In the coming months, five participants with paralyzed hands or mouths that prevent them from communicating will have Stentrodes implanted into their brains.
“We’ve commenced recruitment over the last several weeks,” Synchron founder and CEO Thomas Oxley, a physician in New York City, told Futurism. “We’ve identified some potential patients so that’s very exciting, but there’s a several-month recruitment process once they come in.”
Ongoing process
As potentially game-changing as a neural implant that circumvents open brain surgery could be, Synchron is taking things slowly.
The work of building a functional device and showing that it’s safe in animal models is done; now it comes down to collecting and making sense of clinical data.
Before trials can begin, potential participants will need to undergo several brain scans.

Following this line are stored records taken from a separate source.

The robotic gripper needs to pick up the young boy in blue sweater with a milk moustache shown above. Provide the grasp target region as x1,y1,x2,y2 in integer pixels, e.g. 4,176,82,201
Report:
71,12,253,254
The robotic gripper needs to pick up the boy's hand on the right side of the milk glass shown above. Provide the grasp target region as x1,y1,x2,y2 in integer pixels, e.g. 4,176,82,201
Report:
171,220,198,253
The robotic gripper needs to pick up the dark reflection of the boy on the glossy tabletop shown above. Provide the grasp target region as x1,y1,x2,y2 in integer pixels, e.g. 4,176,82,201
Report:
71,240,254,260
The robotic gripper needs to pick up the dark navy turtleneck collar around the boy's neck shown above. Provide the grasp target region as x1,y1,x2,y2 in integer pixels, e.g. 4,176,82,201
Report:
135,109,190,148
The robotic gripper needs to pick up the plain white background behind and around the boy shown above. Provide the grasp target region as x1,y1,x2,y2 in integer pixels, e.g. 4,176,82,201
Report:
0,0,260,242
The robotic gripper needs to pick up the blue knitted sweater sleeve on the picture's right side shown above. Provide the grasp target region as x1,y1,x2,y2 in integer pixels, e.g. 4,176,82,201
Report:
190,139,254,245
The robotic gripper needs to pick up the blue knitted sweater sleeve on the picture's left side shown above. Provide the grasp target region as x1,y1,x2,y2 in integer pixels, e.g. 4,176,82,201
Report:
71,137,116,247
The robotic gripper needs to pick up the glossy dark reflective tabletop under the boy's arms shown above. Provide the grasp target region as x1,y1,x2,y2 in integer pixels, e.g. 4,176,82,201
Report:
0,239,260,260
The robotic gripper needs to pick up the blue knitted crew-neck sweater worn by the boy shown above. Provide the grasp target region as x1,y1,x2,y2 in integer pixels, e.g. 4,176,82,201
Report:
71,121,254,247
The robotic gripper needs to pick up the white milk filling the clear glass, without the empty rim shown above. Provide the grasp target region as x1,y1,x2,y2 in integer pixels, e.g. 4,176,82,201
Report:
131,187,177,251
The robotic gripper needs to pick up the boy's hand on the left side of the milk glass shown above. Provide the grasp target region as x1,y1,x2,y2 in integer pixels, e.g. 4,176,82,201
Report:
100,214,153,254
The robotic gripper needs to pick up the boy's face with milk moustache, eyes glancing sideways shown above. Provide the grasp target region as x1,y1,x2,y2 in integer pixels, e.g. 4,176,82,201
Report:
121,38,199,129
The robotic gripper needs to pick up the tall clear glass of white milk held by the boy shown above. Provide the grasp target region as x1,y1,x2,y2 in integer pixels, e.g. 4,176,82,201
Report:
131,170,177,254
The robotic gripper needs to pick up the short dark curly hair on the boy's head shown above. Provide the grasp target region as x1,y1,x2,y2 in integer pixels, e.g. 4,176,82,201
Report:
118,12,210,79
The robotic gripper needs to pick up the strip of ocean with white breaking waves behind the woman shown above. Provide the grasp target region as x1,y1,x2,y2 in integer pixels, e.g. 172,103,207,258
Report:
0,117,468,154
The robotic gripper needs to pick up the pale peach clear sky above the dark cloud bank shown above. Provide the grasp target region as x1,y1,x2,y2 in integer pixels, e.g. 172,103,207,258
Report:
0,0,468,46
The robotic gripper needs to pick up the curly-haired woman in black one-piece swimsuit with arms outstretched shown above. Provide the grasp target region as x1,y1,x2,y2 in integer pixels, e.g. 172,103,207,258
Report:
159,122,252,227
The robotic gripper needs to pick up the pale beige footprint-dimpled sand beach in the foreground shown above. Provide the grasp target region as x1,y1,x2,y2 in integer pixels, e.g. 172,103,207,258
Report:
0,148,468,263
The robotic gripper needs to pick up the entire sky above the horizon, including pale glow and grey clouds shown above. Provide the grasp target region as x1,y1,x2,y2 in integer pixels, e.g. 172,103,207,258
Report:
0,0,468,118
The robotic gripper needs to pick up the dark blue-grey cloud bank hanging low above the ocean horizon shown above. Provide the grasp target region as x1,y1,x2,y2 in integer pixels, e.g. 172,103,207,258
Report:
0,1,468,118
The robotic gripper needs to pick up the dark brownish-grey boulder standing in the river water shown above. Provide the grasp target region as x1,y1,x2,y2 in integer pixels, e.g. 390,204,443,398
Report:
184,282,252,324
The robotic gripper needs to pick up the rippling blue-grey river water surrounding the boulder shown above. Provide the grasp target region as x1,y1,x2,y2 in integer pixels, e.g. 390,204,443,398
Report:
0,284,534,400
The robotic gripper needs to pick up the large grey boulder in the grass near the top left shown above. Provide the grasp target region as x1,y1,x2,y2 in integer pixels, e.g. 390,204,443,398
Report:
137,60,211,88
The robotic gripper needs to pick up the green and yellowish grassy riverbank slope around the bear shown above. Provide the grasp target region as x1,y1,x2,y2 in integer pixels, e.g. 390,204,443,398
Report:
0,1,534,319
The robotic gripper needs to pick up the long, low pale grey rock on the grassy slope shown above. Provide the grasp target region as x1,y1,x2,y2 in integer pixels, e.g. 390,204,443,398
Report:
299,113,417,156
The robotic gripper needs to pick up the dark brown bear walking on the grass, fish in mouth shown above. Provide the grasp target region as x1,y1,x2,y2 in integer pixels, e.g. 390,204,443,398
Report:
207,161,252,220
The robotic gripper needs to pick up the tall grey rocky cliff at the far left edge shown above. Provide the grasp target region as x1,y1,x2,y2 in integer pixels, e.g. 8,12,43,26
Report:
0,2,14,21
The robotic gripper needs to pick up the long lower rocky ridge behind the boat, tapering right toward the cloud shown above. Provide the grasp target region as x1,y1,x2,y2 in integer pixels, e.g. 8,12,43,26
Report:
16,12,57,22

After that comes an evaluation from a neurologist to make sure that they would actually benefit from the Stentrode’s neural interface and that their blood vessels are in good enough shape to have the device — which looks like a standard medical stent with built-in circuitry — travel through them on its path to the brain.
But once the trial begins, Oxley said that the patients will start training to use the device and its software to generate text with their thoughts.
“We’re trying to help patients who have been paralyzed due to stroke or ALS or spinal cord injury, and who cannot communicate in the way they need to perform their work activities or their social activities,” Oxley said. “We’re working to generate text at a rate that’s comparable to texting speeds on a smartphone. That’s the goal.”
One step at a time
A permanent neural implant that reads brain activity and churns out text could prove to be a valuable medical tool, but it also could provide doctors with an unprecedented 24/7 stream of neural data.
Oxley recognizes that an endless feed of brain activity could be invaluable to medical researchers, but he doesn’t have plans to tap into that yet.
“[The Stentrode is] going to show us information that we hadn’t had before. Whether that helps us understand other things is not what we’re trying to do here,” he said, clarifying that Synchron’s primary goal is to get the new brain-computer interface working so that it can help paralyzed patients. “This is a novel data set, but this raises questions around privacy and security. That’s the patient’s data, and we can’t be mining that.”
Oxley told Futurism that they’ve already built in security protocols to make sure the study participants’ brain data, which will be stored locally, is future-proofed, and added that he doesn’t have plans — or regulatory approval — to analyze or study that data for other purposes in the future. In a follow-up email, he clarified that study participants are being asked to give consent for this particular experiment, but not to hand over their neural data for future research.
Distant future
But that doesn’t mean other developments aren’t coming. Oxley said that he could envision a future in which brain-computer interface neural implants do more than just restore the ability to communicate. Though this vision of the future is fairly speculative, it’s not hard to imagine that as neural implants — from Synchron or anywhere else — grow increasingly sophisticated, they allow people to do more and more things.
“What’s behind paralysis? The intention to move. So we’re digitizing intention,” said Oxley. “Ultimately, if those signals are really fast, those patients or people are now controlling technologies with a level of superiority may not be possible with a regular human body.”
Synchron isn’t working on it now, but Oxley said that devices like the Stentrode could feasibly be used someday to control robotic limbs, exoskeletons, or other devices that improve human senses. Before Oxley or anyone else works towards those devices, he said that there’s an ethical minefield to navigate.
“When you start building software that controls devices that move — vehicles, robotic limbs, exoskeletons — what we’re doing is digitizing intent,” said Oxley. “If we can capture intent of the patient, we run our algorithm that spits out intent into mechanical use. Let’s say a robotic limb does the wrong thing: it picks up the wrong thing or pushes and hurts someone, who is responsible? It raises a lot of ethical considerations about how this technology moves forward.”